Was KI im Business kann (und was nicht)

Moderne KI-Tools, sogenannte große Sprachmodelle (LLM – Large Language Models), können Texte schreiben und bearbeiten, Dokumente zusammenfassen, Strategien vorschlagen, Ideen generieren, übersetzen, Daten analysieren und in einigen Fällen auch Bilder oder Code erstellen. Sie sind jedoch nicht in der Lage, eigenständige Entscheidungen mit Verantwortung zu treffen, haben keinen Zugang zu Ihren internen Daten (es sei denn, Sie geben sie frei) und deren Ausgaben müssen immer überprüft werden.

KI ist ein hervorragender Assistent, aber kein Ersatz für einen Experten. Sie funktioniert am besten dort, wo Sie das Ergebnis beurteilen können – also in Ihrem Fachgebiet.

Schritt 1: Wählen Sie ein Tool und starten Sie

Anfänger machen oft den Fehler, gleich fünf Tools auszuprobieren und verlieren dabei den Überblick. Besser ist es, ein universelles Tool auszuwählen und die erste Woche damit zu verbringen. Zu den bekanntesten allgemeinen KI-Assistenten gehören ChatGPT (OpenAI), Claude (Anthropic), Gemini (Google) und Copilot (Microsoft). Zum Start genügt die kostenlose Version.

Schritt 2: Lernen Sie, Prompts zu schreiben

Ein Prompt ist die Anweisung, die Sie der KI geben. Die Qualität des Outputs hängt mehr von der Qualität des Prompts als von der Wahl des Tools ab. Ein guter Prompt enthält in der Regel vier Dinge: Rolle (wer die KI sein soll), Aufgabe (was sie tun soll), Kontext (für wen, warum, unter welchen Umständen) und Format des Outputs (Länge, Struktur, Ton).
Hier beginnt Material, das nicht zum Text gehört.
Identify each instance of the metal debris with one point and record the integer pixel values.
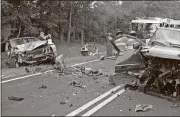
(143, 108)
(70, 105)
(42, 87)
(102, 57)
(77, 84)
(27, 70)
(15, 98)
(62, 102)
(111, 80)
(175, 105)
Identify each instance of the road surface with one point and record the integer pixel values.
(97, 99)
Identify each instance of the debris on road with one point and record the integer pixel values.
(59, 63)
(15, 98)
(27, 70)
(42, 87)
(77, 84)
(74, 94)
(70, 105)
(175, 105)
(143, 108)
(62, 102)
(111, 80)
(102, 58)
(39, 70)
(89, 50)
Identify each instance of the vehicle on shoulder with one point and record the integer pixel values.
(29, 50)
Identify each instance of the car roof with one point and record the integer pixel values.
(175, 29)
(22, 38)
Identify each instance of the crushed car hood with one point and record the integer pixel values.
(162, 52)
(30, 46)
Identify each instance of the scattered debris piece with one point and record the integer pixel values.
(42, 87)
(39, 70)
(142, 108)
(102, 57)
(59, 63)
(95, 78)
(77, 84)
(70, 105)
(27, 70)
(62, 102)
(84, 86)
(15, 98)
(74, 94)
(175, 105)
(111, 80)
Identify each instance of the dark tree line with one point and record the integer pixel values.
(77, 21)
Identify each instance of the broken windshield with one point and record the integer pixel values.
(167, 37)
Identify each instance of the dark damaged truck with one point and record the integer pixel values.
(29, 50)
(159, 60)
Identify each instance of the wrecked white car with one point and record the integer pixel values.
(160, 60)
(29, 50)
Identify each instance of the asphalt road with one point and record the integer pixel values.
(46, 102)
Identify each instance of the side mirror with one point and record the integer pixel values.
(136, 45)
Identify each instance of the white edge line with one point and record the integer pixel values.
(11, 76)
(46, 72)
(92, 111)
(85, 106)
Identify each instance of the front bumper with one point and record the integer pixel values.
(128, 67)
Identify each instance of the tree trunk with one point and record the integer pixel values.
(19, 31)
(82, 31)
(74, 34)
(82, 37)
(61, 34)
(69, 30)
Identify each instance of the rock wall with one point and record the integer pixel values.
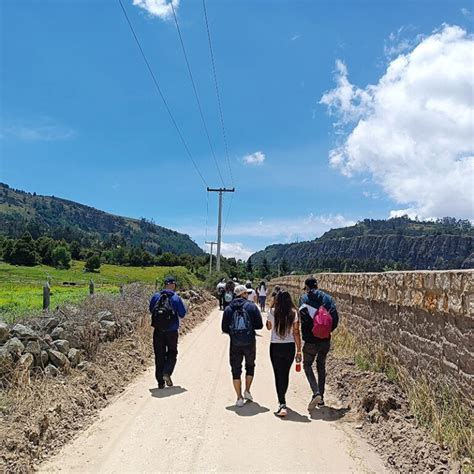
(424, 318)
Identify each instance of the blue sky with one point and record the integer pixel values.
(82, 120)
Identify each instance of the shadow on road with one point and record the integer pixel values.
(249, 409)
(328, 413)
(166, 392)
(294, 416)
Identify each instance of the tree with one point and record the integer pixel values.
(61, 257)
(24, 252)
(92, 263)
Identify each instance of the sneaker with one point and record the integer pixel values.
(281, 411)
(315, 401)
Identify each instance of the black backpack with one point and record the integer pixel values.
(163, 314)
(241, 328)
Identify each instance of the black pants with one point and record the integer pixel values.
(282, 356)
(317, 351)
(236, 356)
(165, 345)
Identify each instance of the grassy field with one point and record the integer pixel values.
(21, 288)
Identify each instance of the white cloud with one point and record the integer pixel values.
(254, 159)
(159, 8)
(233, 249)
(413, 130)
(43, 130)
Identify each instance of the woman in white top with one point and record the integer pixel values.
(285, 326)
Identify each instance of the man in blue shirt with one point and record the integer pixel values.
(165, 339)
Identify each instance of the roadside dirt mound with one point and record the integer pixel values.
(38, 418)
(385, 420)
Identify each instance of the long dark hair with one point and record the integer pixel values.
(284, 313)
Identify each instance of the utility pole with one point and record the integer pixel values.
(210, 260)
(221, 191)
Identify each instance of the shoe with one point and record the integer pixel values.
(315, 401)
(281, 411)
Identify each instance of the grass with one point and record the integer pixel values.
(434, 403)
(21, 288)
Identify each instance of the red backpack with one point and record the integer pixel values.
(322, 323)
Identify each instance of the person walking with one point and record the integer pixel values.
(240, 320)
(251, 293)
(166, 308)
(262, 295)
(285, 344)
(220, 293)
(316, 347)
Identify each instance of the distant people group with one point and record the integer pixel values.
(297, 334)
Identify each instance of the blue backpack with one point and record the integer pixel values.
(241, 329)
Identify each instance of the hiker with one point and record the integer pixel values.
(166, 308)
(262, 295)
(316, 347)
(251, 293)
(275, 292)
(240, 320)
(220, 293)
(285, 344)
(228, 294)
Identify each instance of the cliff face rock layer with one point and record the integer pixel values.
(425, 319)
(417, 252)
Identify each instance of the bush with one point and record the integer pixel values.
(92, 263)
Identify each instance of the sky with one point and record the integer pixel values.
(333, 111)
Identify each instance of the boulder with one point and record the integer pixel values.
(58, 333)
(62, 345)
(74, 356)
(51, 371)
(58, 359)
(15, 347)
(23, 332)
(105, 316)
(33, 347)
(4, 332)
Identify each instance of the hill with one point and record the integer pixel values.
(69, 220)
(374, 245)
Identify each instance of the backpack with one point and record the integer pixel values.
(322, 323)
(163, 314)
(241, 329)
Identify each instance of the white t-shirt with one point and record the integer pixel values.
(276, 337)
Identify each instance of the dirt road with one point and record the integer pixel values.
(194, 426)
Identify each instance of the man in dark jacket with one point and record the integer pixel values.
(315, 348)
(165, 338)
(240, 319)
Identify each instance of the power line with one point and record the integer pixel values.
(196, 94)
(217, 92)
(161, 95)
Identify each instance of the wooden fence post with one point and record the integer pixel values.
(46, 296)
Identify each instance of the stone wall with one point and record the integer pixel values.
(424, 318)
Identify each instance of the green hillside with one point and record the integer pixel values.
(62, 219)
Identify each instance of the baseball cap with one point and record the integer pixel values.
(239, 290)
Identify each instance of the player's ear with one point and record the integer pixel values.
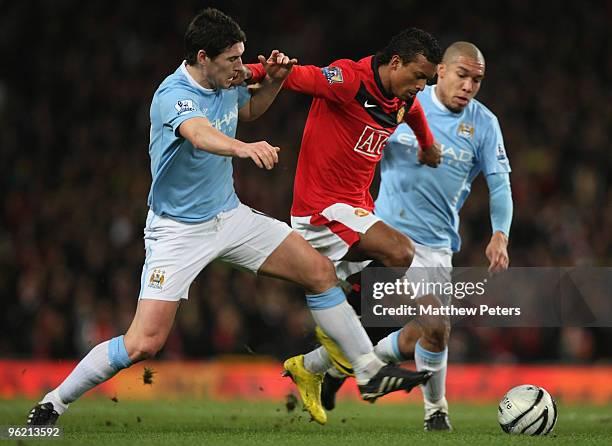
(395, 61)
(201, 57)
(441, 70)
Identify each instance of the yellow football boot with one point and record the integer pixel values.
(335, 353)
(309, 386)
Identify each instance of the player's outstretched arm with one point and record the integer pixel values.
(199, 132)
(500, 198)
(277, 66)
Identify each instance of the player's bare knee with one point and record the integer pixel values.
(321, 276)
(436, 331)
(145, 348)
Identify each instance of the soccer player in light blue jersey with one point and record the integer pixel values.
(195, 217)
(424, 204)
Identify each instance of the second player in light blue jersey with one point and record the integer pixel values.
(424, 204)
(195, 217)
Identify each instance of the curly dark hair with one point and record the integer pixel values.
(211, 31)
(408, 44)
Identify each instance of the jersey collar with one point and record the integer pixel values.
(379, 81)
(191, 80)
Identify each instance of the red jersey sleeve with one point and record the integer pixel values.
(337, 82)
(415, 118)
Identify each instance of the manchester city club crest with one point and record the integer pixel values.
(158, 276)
(465, 130)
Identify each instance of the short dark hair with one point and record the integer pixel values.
(213, 32)
(408, 44)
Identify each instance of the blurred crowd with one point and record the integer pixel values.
(76, 82)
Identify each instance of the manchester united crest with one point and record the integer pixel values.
(400, 114)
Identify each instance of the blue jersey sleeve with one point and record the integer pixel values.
(492, 156)
(500, 199)
(244, 96)
(177, 105)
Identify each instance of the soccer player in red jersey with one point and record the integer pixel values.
(356, 107)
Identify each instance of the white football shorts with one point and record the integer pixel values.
(334, 231)
(176, 252)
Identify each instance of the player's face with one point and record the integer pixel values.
(221, 70)
(459, 82)
(407, 79)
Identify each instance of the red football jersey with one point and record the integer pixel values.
(349, 122)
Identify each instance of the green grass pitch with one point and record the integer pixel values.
(104, 422)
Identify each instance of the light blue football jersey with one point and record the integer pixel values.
(189, 184)
(422, 202)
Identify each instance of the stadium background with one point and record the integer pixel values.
(76, 81)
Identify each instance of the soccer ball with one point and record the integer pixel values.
(528, 410)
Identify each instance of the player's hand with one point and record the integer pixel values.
(497, 253)
(262, 153)
(431, 156)
(278, 65)
(242, 76)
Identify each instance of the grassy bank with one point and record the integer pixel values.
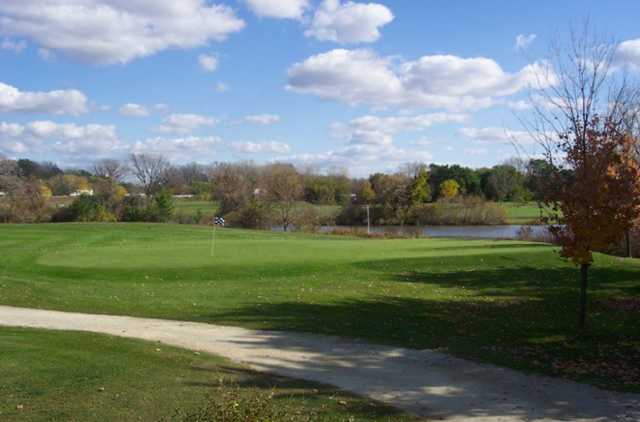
(510, 303)
(71, 376)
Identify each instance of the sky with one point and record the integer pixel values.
(328, 84)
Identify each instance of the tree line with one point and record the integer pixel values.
(252, 195)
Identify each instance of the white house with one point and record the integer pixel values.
(81, 192)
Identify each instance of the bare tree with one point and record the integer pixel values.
(281, 185)
(585, 112)
(150, 170)
(110, 169)
(233, 185)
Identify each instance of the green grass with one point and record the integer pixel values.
(71, 376)
(522, 213)
(507, 302)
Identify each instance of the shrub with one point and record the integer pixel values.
(134, 209)
(162, 208)
(25, 202)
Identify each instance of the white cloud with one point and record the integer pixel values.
(117, 31)
(54, 102)
(523, 41)
(262, 119)
(134, 110)
(11, 45)
(221, 87)
(476, 151)
(281, 9)
(46, 55)
(185, 123)
(628, 55)
(498, 135)
(260, 148)
(208, 62)
(448, 82)
(373, 130)
(46, 139)
(369, 143)
(348, 22)
(519, 105)
(180, 150)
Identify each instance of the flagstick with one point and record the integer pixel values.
(213, 241)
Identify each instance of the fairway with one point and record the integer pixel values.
(510, 303)
(70, 376)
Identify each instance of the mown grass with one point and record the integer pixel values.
(507, 302)
(70, 376)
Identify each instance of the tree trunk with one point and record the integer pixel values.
(584, 271)
(627, 240)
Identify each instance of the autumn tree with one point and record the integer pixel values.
(449, 189)
(281, 186)
(581, 105)
(233, 185)
(420, 188)
(112, 169)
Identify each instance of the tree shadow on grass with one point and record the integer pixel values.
(508, 277)
(434, 383)
(284, 389)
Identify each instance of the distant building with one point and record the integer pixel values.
(88, 192)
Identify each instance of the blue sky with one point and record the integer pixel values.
(330, 84)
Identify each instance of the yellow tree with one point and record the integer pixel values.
(449, 189)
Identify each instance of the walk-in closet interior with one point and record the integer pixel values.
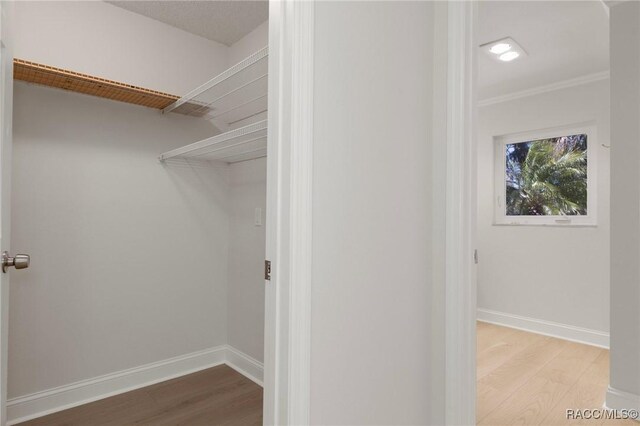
(139, 190)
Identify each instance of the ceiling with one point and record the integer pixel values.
(223, 21)
(563, 40)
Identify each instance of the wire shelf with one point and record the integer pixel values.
(237, 94)
(244, 143)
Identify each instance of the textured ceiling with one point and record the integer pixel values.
(222, 21)
(563, 40)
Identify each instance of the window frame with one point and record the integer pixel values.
(500, 184)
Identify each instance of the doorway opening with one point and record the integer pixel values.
(542, 141)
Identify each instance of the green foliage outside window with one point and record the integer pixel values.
(547, 177)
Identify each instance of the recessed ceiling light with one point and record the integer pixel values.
(503, 50)
(509, 56)
(500, 48)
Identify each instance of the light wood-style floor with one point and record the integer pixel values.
(216, 396)
(530, 379)
(523, 379)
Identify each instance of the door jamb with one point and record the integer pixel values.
(289, 211)
(460, 284)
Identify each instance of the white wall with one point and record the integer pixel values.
(247, 191)
(558, 274)
(371, 293)
(129, 256)
(100, 39)
(130, 260)
(247, 242)
(625, 206)
(251, 43)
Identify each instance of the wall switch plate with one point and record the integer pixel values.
(257, 216)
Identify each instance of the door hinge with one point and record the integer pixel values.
(267, 270)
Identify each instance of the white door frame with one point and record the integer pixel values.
(6, 114)
(289, 208)
(460, 285)
(289, 194)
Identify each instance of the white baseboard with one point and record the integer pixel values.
(39, 404)
(245, 365)
(620, 400)
(548, 328)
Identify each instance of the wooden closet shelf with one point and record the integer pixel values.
(46, 75)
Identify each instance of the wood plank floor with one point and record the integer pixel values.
(523, 379)
(530, 379)
(216, 396)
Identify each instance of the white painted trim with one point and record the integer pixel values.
(289, 229)
(547, 328)
(620, 400)
(39, 404)
(565, 84)
(460, 304)
(244, 364)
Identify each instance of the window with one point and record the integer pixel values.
(546, 177)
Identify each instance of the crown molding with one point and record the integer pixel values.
(578, 81)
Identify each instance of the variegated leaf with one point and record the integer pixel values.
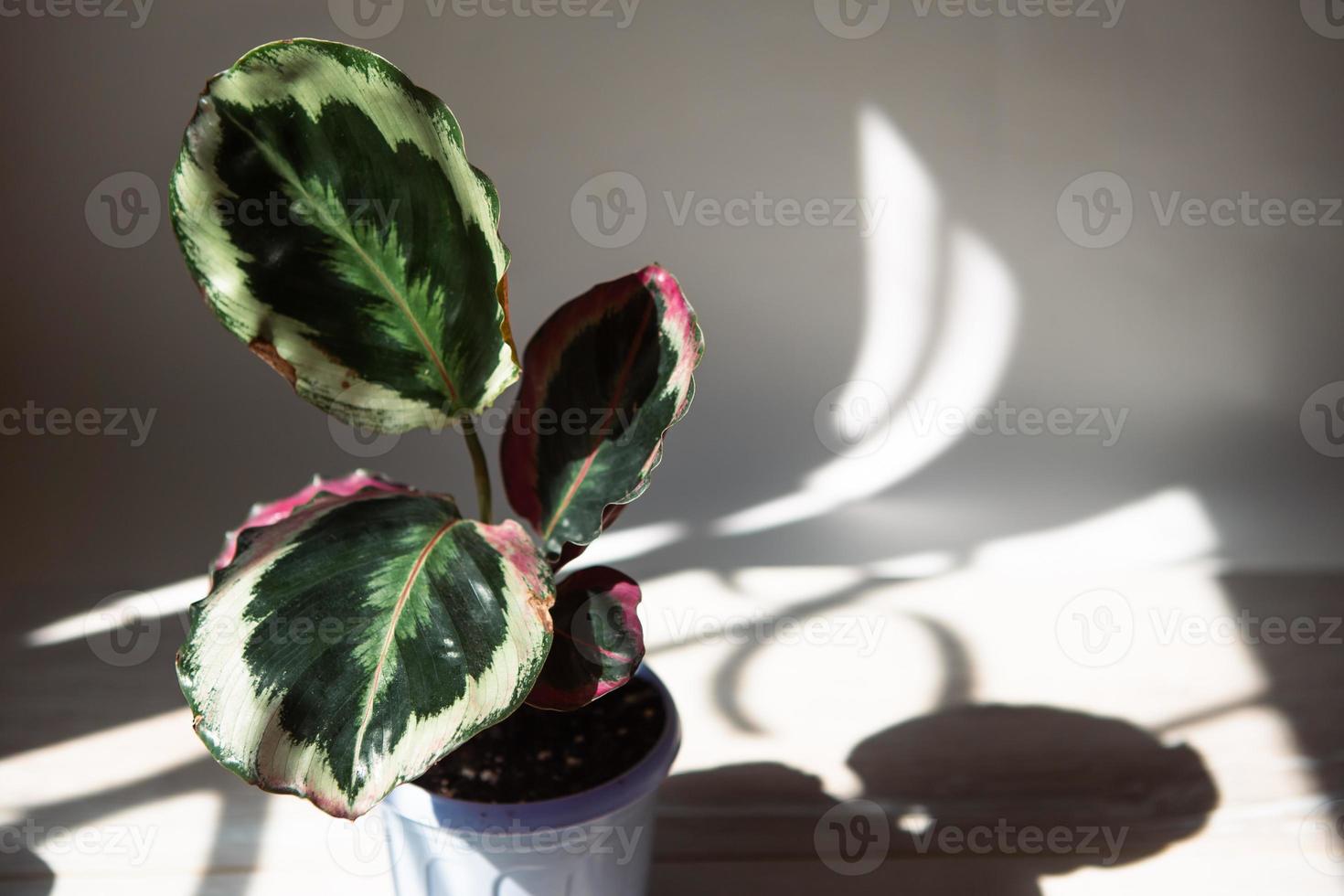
(598, 640)
(325, 206)
(357, 635)
(603, 380)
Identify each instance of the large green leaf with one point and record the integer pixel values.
(603, 379)
(357, 633)
(326, 208)
(598, 640)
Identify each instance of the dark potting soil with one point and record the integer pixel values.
(540, 753)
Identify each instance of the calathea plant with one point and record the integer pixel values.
(359, 630)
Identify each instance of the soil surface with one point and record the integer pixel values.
(540, 753)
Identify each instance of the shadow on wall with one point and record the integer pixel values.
(1012, 793)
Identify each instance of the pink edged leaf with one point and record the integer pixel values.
(320, 489)
(603, 380)
(598, 640)
(359, 632)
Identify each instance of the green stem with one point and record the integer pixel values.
(483, 472)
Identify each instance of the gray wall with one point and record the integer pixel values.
(1211, 337)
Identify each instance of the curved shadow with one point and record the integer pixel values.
(1009, 795)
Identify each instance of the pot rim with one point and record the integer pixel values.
(433, 810)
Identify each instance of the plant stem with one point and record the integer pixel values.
(483, 472)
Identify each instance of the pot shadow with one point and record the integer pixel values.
(978, 798)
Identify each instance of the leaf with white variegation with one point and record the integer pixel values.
(357, 633)
(326, 208)
(603, 379)
(598, 640)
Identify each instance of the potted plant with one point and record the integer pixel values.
(362, 633)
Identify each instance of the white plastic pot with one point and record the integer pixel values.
(595, 842)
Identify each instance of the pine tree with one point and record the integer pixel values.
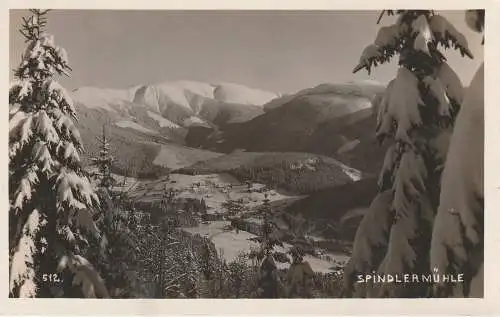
(416, 117)
(50, 197)
(269, 281)
(458, 233)
(103, 161)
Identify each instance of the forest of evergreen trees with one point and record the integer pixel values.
(71, 238)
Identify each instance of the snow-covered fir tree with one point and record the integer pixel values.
(50, 197)
(458, 234)
(269, 281)
(415, 117)
(103, 161)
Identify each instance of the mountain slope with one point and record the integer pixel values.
(298, 173)
(321, 120)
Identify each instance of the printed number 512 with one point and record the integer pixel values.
(51, 278)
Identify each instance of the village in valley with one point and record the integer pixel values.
(191, 189)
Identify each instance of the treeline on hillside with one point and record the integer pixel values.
(284, 175)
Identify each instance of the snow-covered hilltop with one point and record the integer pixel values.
(189, 95)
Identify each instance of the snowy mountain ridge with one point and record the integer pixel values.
(182, 92)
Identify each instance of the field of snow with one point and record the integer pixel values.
(215, 189)
(164, 123)
(135, 126)
(354, 96)
(233, 93)
(175, 157)
(103, 98)
(231, 244)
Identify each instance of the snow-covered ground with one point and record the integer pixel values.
(178, 157)
(135, 126)
(231, 244)
(215, 189)
(164, 123)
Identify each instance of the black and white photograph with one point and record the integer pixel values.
(246, 154)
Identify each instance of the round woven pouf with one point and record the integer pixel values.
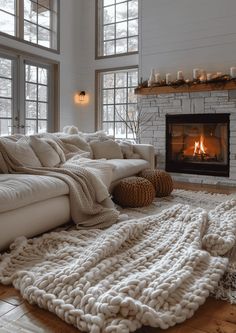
(134, 192)
(161, 181)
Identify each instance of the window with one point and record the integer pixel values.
(6, 95)
(36, 98)
(26, 96)
(118, 102)
(117, 27)
(34, 21)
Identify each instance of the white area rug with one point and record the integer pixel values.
(151, 271)
(226, 289)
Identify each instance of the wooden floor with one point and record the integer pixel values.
(17, 315)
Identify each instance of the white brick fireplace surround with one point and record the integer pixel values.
(189, 103)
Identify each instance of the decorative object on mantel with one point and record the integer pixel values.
(201, 81)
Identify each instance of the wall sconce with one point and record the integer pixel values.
(81, 97)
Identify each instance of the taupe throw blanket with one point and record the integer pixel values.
(155, 271)
(85, 210)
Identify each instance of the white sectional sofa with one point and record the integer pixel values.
(32, 204)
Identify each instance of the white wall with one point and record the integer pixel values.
(187, 34)
(68, 59)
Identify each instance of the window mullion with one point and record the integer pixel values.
(20, 18)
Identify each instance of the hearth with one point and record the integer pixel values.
(198, 144)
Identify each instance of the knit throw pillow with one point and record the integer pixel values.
(48, 151)
(22, 152)
(3, 166)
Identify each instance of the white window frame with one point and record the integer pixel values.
(18, 86)
(20, 21)
(99, 32)
(100, 104)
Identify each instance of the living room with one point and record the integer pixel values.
(86, 66)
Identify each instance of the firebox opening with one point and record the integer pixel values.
(198, 144)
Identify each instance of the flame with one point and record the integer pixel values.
(199, 147)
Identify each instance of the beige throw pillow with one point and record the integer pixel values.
(47, 155)
(22, 152)
(3, 166)
(106, 149)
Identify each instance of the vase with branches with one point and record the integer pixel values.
(136, 120)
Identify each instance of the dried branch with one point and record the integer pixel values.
(137, 123)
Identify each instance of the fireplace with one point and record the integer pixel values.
(198, 144)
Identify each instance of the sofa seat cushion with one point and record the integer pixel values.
(124, 168)
(19, 190)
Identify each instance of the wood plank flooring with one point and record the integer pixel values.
(17, 315)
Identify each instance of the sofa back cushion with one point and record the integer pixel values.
(108, 149)
(21, 151)
(47, 151)
(3, 166)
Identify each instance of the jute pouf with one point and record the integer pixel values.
(161, 181)
(134, 192)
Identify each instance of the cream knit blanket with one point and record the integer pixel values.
(153, 271)
(90, 202)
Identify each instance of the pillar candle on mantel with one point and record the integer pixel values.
(180, 75)
(157, 77)
(196, 73)
(233, 72)
(168, 78)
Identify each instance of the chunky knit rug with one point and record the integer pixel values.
(154, 271)
(226, 288)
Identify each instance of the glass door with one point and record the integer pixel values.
(8, 114)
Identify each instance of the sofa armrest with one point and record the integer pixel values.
(146, 152)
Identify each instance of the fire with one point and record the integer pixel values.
(199, 148)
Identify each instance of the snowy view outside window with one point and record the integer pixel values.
(36, 99)
(118, 26)
(6, 96)
(33, 117)
(34, 21)
(118, 101)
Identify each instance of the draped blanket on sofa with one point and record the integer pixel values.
(90, 202)
(155, 271)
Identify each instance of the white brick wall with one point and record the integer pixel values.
(197, 102)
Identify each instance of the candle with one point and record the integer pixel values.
(180, 75)
(157, 77)
(209, 76)
(168, 78)
(233, 72)
(196, 73)
(203, 76)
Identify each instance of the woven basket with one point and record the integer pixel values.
(161, 181)
(134, 192)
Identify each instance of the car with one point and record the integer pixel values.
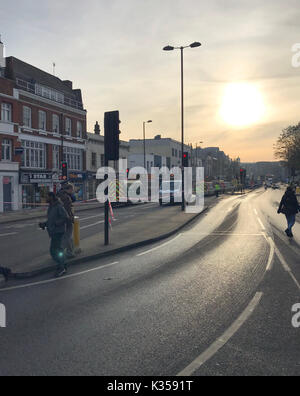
(170, 192)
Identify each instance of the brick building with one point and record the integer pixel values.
(45, 117)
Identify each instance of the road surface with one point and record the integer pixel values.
(215, 299)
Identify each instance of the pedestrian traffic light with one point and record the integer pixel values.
(185, 159)
(111, 135)
(64, 170)
(243, 175)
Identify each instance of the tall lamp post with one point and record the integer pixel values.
(144, 135)
(170, 48)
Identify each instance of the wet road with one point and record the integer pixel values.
(215, 299)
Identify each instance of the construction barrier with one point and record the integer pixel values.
(76, 234)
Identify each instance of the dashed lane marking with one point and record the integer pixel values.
(8, 234)
(58, 279)
(158, 247)
(286, 267)
(220, 342)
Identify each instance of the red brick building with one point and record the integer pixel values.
(45, 117)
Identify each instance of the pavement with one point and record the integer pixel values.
(214, 299)
(31, 214)
(25, 247)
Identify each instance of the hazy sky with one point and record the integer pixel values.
(112, 50)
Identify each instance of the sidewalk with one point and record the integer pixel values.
(29, 214)
(154, 226)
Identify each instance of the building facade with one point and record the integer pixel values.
(95, 158)
(161, 147)
(43, 122)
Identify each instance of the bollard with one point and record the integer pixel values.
(76, 235)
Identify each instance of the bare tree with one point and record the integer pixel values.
(287, 147)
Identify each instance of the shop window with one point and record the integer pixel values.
(6, 150)
(42, 120)
(6, 112)
(27, 116)
(55, 123)
(34, 155)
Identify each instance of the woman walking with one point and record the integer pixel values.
(289, 206)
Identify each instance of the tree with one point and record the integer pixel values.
(287, 147)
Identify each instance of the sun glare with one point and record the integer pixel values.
(242, 105)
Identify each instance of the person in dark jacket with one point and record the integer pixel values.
(289, 206)
(66, 195)
(57, 219)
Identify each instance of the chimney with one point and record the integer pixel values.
(97, 128)
(68, 83)
(2, 58)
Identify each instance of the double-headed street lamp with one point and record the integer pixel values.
(169, 48)
(144, 135)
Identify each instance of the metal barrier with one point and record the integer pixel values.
(76, 234)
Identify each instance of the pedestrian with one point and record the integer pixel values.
(217, 189)
(67, 197)
(289, 206)
(5, 272)
(57, 219)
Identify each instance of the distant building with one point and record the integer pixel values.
(260, 170)
(167, 149)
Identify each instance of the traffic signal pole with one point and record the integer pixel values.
(111, 153)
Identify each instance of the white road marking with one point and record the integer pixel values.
(58, 279)
(220, 342)
(9, 234)
(286, 267)
(158, 247)
(90, 217)
(92, 225)
(272, 252)
(261, 223)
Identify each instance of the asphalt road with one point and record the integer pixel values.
(215, 299)
(23, 241)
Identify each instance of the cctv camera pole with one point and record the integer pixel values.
(182, 131)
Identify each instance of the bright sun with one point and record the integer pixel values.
(242, 104)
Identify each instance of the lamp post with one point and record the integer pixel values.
(144, 135)
(170, 48)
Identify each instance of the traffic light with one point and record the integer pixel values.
(64, 170)
(185, 159)
(111, 135)
(243, 173)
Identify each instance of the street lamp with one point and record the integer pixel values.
(170, 48)
(144, 134)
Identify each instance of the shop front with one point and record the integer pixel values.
(9, 187)
(35, 188)
(78, 179)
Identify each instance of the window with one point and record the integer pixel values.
(49, 93)
(102, 158)
(27, 116)
(55, 157)
(6, 150)
(6, 112)
(55, 123)
(94, 160)
(34, 155)
(42, 120)
(68, 125)
(73, 156)
(79, 129)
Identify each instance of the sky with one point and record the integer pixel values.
(112, 50)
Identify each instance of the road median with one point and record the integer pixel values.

Am besten zeigt ein Vergleich, dass starke Prompts immer etwas extra haben: Rolle, spezifische Einschränkungen, Ziel und oft auch eine Anweisung, was die KI nicht tun soll. Negative Anweisungen („nicht erfinden“, „keine Superlative verwenden“) erhöhen die Nutzbarkeit des Outputs erheblich.

Fünf Prinzipien, die Sie sich merken sollten

  1. Seien Sie spezifisch. Statt „kurzer Text“ schreiben Sie „60–80 Wörter“.

  2. Geben Sie der KI eine Rolle. „Sie sind Buchhalter mit 15 Jahren Erfahrung“ verändert das Ergebnis mehr, als Sie erwarten würden.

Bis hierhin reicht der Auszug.